The bottoming is not completely done. In fact, it has barely even gotten underway yet. We keep propping up losers. The result is we still need to see a repudiation of debt at a massive scale and until that happens, the Long Wave bottom won’t be here. We’re just dancing on the front end of real economic collapse.
George Ure at urbansurvival.com

What to do. The demand for collateral will be ferocious when the debacle starts. Treat debt like any other roadside bomb. Staying current isn’t enough. Any collaterized debt is too much debt. You can’t know which exit is the last exit. The grace period with the trillion-dollar price tag is ending and it’s ending badly. This disaster has been bought off for decades. When it happens it’ll go down fast. Exactly how and when can be sorta-kinda foreseen but not actually known. A cascade can start from anywhere. But this much can be said: the collateral chaos will hit the system like a weapons-grade laxative. Everything that’s been contained, covered up and denied will come spewing out looking for daddy. It’ll take weeks, not months to come apart. Maybe days.

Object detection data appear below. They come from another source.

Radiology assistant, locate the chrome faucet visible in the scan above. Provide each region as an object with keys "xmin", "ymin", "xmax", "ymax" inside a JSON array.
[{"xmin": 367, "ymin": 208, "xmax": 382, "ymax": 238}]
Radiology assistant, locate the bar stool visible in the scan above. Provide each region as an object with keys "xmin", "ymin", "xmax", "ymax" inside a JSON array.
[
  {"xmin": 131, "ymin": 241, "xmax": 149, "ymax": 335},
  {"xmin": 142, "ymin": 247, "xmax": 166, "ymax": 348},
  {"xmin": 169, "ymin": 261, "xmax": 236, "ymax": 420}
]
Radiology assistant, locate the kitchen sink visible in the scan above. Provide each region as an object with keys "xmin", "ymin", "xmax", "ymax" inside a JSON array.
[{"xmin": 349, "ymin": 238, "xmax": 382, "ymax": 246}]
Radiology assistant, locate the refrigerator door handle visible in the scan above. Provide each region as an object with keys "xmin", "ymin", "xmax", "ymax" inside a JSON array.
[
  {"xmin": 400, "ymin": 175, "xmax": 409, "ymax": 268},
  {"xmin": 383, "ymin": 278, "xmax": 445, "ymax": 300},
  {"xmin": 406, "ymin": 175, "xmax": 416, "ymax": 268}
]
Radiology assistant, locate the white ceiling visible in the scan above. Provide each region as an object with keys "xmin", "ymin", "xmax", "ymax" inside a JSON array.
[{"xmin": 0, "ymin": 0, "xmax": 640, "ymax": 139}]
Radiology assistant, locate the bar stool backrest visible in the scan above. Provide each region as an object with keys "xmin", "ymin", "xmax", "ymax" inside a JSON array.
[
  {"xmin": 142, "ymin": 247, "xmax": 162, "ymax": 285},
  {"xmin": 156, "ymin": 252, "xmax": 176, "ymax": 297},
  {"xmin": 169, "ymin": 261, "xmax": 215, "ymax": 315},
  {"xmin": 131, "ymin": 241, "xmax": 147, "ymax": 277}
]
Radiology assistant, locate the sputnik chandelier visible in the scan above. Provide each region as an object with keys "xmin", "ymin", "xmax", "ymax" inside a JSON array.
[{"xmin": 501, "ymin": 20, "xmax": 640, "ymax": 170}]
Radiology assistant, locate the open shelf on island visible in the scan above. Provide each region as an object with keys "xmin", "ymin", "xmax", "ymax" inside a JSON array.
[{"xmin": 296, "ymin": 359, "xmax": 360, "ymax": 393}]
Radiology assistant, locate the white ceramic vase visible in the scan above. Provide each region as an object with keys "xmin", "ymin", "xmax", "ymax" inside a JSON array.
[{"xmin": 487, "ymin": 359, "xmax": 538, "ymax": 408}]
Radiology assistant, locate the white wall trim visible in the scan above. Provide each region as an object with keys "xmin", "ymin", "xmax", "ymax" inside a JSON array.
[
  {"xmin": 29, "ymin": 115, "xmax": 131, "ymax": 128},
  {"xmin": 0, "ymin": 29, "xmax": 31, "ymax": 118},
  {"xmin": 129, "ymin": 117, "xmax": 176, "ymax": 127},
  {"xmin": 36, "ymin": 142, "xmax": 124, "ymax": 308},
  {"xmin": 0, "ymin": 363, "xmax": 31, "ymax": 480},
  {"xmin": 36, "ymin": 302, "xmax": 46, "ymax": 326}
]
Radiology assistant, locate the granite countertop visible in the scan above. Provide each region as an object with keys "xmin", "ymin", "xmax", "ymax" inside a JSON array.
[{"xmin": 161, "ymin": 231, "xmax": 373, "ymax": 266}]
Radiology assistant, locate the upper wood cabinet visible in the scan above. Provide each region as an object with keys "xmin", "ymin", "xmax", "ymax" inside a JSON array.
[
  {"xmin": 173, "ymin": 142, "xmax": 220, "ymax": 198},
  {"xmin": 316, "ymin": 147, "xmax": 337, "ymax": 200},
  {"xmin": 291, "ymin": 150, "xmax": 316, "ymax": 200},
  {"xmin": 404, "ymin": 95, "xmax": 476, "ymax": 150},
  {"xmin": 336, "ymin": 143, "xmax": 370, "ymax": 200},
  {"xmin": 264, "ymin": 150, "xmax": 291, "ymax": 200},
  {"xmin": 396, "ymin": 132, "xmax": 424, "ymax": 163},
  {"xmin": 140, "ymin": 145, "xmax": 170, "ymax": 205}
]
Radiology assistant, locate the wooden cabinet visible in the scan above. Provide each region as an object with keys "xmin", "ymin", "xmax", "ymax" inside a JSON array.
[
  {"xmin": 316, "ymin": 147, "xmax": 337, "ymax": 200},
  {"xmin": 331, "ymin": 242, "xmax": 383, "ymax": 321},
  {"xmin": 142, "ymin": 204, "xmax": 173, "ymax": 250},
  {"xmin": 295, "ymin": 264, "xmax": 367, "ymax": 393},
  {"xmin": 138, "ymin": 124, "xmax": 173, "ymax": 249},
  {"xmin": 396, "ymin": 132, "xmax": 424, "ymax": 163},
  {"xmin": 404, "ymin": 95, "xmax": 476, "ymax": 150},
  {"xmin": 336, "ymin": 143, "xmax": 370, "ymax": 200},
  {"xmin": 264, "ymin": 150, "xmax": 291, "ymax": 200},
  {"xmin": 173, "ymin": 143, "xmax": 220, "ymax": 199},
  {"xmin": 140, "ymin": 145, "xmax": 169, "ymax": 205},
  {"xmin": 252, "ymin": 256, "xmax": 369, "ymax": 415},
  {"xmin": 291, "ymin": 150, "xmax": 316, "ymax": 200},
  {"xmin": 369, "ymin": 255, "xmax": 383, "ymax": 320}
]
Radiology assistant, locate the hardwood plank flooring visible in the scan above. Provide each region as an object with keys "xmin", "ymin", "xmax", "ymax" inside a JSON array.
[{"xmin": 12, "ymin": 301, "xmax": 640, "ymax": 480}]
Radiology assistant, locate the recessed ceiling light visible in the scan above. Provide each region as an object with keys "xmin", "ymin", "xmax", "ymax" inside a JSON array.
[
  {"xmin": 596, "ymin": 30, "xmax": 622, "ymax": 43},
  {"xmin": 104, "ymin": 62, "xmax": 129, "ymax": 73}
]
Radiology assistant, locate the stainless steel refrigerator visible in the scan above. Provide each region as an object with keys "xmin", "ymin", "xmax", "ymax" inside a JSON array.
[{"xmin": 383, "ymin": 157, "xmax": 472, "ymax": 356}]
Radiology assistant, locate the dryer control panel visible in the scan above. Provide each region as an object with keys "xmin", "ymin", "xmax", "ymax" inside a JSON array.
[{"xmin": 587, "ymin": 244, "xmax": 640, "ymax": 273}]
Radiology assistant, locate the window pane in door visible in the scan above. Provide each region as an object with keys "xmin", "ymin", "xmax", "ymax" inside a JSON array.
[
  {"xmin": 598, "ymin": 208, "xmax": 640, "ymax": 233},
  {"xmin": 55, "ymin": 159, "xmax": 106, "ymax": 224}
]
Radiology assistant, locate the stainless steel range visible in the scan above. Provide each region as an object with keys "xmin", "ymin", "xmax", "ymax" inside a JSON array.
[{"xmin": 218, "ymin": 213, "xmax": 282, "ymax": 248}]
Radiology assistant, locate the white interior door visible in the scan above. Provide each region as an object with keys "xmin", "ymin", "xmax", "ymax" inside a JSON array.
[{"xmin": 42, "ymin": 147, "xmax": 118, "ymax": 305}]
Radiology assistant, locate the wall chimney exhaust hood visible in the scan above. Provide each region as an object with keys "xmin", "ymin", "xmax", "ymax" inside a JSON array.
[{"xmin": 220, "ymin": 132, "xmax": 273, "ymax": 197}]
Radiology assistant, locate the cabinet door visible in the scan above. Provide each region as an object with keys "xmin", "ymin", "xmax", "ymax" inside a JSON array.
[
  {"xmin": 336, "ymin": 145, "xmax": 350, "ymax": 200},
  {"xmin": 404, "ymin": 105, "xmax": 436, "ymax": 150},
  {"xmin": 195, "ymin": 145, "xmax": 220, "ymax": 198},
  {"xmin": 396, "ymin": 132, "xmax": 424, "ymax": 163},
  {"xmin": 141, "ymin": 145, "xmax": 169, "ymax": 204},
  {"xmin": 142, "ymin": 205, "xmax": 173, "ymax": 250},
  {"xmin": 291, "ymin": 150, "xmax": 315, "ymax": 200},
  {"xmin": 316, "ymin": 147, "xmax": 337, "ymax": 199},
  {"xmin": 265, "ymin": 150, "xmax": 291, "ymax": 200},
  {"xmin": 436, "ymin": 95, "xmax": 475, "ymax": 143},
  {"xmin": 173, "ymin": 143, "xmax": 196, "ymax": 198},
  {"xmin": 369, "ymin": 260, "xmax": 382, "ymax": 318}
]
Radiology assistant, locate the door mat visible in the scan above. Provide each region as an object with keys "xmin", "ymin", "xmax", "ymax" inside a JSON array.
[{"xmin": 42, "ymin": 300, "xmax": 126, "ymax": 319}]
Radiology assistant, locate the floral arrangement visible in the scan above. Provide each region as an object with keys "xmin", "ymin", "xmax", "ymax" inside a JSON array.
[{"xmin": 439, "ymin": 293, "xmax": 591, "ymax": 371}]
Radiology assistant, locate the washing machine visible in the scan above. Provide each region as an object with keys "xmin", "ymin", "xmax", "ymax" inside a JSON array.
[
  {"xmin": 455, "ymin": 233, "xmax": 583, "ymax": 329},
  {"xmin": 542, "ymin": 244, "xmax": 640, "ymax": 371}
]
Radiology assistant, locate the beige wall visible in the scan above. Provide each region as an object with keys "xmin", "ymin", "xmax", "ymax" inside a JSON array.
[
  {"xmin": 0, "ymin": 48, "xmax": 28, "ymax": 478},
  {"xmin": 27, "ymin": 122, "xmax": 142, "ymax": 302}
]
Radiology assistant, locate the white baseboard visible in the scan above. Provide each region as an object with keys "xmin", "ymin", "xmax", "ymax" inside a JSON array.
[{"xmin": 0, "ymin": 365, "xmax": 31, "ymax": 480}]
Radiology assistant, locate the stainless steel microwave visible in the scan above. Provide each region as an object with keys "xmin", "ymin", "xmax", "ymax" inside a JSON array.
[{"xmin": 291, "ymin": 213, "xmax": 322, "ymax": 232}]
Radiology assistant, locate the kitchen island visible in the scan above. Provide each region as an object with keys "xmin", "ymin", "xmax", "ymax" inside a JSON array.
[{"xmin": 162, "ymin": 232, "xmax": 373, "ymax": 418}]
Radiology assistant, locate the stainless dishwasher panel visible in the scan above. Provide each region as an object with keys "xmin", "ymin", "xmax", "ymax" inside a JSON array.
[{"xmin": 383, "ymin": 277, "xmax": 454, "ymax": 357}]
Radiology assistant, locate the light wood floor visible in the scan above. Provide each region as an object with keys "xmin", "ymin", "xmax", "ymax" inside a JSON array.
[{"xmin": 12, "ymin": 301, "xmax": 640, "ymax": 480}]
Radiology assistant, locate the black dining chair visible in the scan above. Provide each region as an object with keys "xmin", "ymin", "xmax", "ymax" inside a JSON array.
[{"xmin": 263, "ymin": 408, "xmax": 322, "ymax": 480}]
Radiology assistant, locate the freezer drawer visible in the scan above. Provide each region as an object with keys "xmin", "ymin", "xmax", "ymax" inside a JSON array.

Get as independent as you can while you can. There are parts of this game where the only winning move is to not play. Doesn’t mean you have to go all Rambo and head off to some mountain valley, although that’s one way. But it does mean putting stuff by so you can get by. “Stuff” means food stored long-term and the wherewithal to get or grow more, uninterruptible for-sure potable water, an off-the-grid heating system, meds and medical supplies, clothing for hard times and hard work and being out in life-threatening weather because you have to be, the means to defend hearth and hoard, batteries and a way to recharge them, cash and real money—meaning gold and silver—all the things you already know but haven’t done. Knowing isn’t doing, doing is doing.

FDR‘s bailout of the Federal government also went so far as to also issue Executive Order 6814 “Requiring the delivery of all silver to the United States for coinage.” And what was that worth at the time? In terms of present dollars, that works out to about $22.77 per ounce. Given that silver is trading below current dollar equivalents of the Depression confiscation prices and gold is still trading at 3.44-times Depression confiscation prices, my personal bias may be inferred.
George Ure at peoplenomics.com

Plan B. If you’re in a city, have a viable destination and two or three tried and proven ways to get there. Practice and take notes. Again, only doing is doing. Plan as if your life depends on it. Take a hike, go the hard way through the hills and woods, you’ll discover how long an unpaved mile can be. Make a squirrel dinner, yes they’re cute, but there may come a day when only one of you is going to live. Besides, they’re yummy. Mankind acquired these tastes over geological epochs, you’ve not lost them, merely misplaced them.

Everything seems obvious and predictable in retrospect. This stuff is pretty obvious and predictable now. And there are always better reasons to not do something than to do it. You know most people won’t get serious until after it was absolutely necessary. Too late. They’ll fail, mostly. Worse, they’ll needlessly fail at the easy part of the learning curve. Prepared is prepared, you are or you aren’t. Do what you can. And as always, stay away from crowds.